Ares Management expects LPs concentrating more of their money with fewer GPs will ease its navigation of any fundraising challenges in the year ahead.

“We talk about an over-arching secular trend in our market which is the consolidation of share in the hands of the larger platforms across the alts landscape,” CEO Michael Arougheti said in Ares’ first-quarter earnings call. “And that is continuing.”

Arougheti was responding to a query about private equity fundraising and the potential for extended timelines. It is a question being asked more often of GPs due to uncertainty, a crowded marketplace and the fact some LPs are over-allocated or facing cashflow constraints.

Ares, like other PE giants, may be less impacted by these factors because of growing LP selectivity. For reasons of efficiency, some investors prefer to manage a few incumbent relationships. Some also prefer to partner with big, brand-name firms with long track records and strategies covering a range of asset classes.

With this advantage, “folks like Ares are having a slightly different experience” relative to smaller or single-strategy managers, Arougheti said, “and I think that’s being reflected in fundraising.”

In Carlyle’s first-quarter earnings call, CEO Kewsong Lee noted the “changing dynamics” in PE fundraising. This owes to “the record number of funds that are coming back to market much faster than LPs thought, in large part because of the success the private equity asset class has had over the last few years.”

The upshot, Lee said, will be “longer timeframes to traditional PE fundraising,” including for Carlyle’s offerings. He does not see the same thing happening in other areas, such as private credit, infrastructure and real estate.

Arougheti made the same point in Ares’ earnings call, saying the emphasis on re-ups will probably mean there are PE firms “who are not getting shelf space.” This, he added, will “benefit the larger, more entrenched managers who have multiple products.”

Launching Fund VII

Slower PE fundraising in 2022 will not immediately affect Ares, Arougheti said. That is because it took a second special opportunities fund “out of the market at the hard-cap.” In addition, he said there is no flagship corporate opportunities fund in the market, though the next is expected to roll out “toward the end of the year or early next year.”

Ares had not previously announced closing Ares Special Opportunities Fund II, which targeted $4 billion to invest debt and non-control equity in situations of transformational change or stress. The hard-cap was $6 billion, Buyouts reported.

The forthcoming launch of Ares Corporate Opportunities Fund VII is also news. Arougheti said the timing depends on its predecessor’s deal pace, as Fund VI is about 50 percent invested.

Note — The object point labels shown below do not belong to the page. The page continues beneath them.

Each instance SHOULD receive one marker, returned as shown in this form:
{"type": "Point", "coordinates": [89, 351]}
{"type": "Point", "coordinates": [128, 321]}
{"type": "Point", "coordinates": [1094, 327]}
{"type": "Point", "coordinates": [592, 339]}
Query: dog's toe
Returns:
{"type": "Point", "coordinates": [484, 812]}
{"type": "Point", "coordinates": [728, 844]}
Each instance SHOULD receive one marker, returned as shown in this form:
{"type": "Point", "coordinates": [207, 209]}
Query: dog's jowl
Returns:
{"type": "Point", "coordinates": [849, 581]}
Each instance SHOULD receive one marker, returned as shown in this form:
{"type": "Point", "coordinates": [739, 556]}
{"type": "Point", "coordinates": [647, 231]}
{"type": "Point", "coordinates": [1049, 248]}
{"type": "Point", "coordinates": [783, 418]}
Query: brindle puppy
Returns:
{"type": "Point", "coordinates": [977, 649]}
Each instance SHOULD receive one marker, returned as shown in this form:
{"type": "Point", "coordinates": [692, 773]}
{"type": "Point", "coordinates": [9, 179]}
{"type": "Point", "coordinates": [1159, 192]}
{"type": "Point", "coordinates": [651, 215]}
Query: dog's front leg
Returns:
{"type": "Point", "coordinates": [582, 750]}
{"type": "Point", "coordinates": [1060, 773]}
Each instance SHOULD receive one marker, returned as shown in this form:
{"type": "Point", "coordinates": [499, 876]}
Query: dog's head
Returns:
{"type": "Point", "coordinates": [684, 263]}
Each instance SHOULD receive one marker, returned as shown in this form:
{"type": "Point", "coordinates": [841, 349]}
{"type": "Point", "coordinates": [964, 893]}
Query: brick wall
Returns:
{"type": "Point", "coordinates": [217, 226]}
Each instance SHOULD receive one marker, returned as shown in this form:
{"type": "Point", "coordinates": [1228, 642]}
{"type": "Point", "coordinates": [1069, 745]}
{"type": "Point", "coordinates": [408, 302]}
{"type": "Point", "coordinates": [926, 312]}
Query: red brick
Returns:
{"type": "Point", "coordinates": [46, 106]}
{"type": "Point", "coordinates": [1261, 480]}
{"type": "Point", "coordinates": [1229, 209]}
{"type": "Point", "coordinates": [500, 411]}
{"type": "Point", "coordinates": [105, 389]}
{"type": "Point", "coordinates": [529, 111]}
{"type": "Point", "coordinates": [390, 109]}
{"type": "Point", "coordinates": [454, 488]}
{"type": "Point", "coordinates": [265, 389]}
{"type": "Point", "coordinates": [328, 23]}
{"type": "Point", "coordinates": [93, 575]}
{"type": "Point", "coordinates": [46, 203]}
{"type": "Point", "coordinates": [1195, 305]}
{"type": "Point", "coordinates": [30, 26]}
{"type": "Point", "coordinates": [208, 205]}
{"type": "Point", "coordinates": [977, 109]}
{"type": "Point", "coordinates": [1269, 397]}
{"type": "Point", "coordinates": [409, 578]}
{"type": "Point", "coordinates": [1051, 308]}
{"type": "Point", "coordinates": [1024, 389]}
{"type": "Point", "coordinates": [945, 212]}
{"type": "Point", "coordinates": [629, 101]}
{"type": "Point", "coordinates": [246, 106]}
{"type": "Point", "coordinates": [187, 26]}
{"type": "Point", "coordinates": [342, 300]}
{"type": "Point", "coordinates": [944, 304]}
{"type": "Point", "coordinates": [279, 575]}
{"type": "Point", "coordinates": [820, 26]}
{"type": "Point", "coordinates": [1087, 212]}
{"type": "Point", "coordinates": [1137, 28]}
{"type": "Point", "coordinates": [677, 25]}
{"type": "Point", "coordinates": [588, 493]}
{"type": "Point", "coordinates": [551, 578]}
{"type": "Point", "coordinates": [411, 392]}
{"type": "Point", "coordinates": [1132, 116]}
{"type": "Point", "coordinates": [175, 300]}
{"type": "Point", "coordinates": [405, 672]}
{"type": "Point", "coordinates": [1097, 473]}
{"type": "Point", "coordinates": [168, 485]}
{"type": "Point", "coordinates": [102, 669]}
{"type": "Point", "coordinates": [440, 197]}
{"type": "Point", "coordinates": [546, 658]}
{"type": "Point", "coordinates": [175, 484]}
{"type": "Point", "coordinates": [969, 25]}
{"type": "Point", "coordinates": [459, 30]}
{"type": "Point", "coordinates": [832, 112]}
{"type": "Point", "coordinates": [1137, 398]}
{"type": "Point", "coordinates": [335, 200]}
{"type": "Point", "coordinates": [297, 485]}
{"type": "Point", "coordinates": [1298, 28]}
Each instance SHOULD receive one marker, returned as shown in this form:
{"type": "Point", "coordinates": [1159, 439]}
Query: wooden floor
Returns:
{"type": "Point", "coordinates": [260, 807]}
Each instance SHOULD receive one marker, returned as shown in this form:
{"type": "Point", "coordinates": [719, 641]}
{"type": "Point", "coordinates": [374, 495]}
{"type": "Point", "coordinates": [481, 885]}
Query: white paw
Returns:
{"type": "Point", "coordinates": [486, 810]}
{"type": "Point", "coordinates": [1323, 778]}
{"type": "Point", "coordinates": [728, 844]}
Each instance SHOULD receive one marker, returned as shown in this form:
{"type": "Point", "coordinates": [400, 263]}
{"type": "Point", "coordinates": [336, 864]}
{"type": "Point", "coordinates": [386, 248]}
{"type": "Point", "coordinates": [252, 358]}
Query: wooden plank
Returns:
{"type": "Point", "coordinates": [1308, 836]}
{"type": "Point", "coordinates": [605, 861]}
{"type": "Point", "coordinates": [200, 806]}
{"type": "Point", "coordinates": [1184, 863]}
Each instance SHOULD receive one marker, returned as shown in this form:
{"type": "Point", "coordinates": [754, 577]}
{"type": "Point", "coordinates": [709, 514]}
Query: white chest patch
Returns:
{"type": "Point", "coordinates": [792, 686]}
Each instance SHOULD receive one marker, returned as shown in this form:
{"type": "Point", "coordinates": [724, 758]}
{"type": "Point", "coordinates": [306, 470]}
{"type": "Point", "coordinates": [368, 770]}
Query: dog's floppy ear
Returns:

The new offering’s target was not disclosed. The 2020-vintage Fund VI secured more than $5.7 billion, according to first-quarter materials, against a reported target of $9.25 billion. The prior 2017-vintage vehicle brought in more than $7.8 billion.

The corporate PE strategy makes control investments in mid-market businesses in consumer-retail, healthcare, industrial and service-tech sectors. Fund VI was as of March generating a net multiple of 1.1x and a net IRR of 37.7 percent.

Ares expects to have 25-plus offerings in the market over the next 12 months, Arougheti said, including Fund VII and several other large flagships. Like Carlyle’s Lee, he sees no slowdown in LP demand for non-PE strategies, such as private credit and real assets. Overall, he anticipates “a solid year of fundraising” in 2022.

The firm raised $13.7 billion in fresh capital in the first quarter, building on record inflows last year of nearly $77 billion. This helped to increase managed assets to $325 billion, up 57 percent from a year earlier.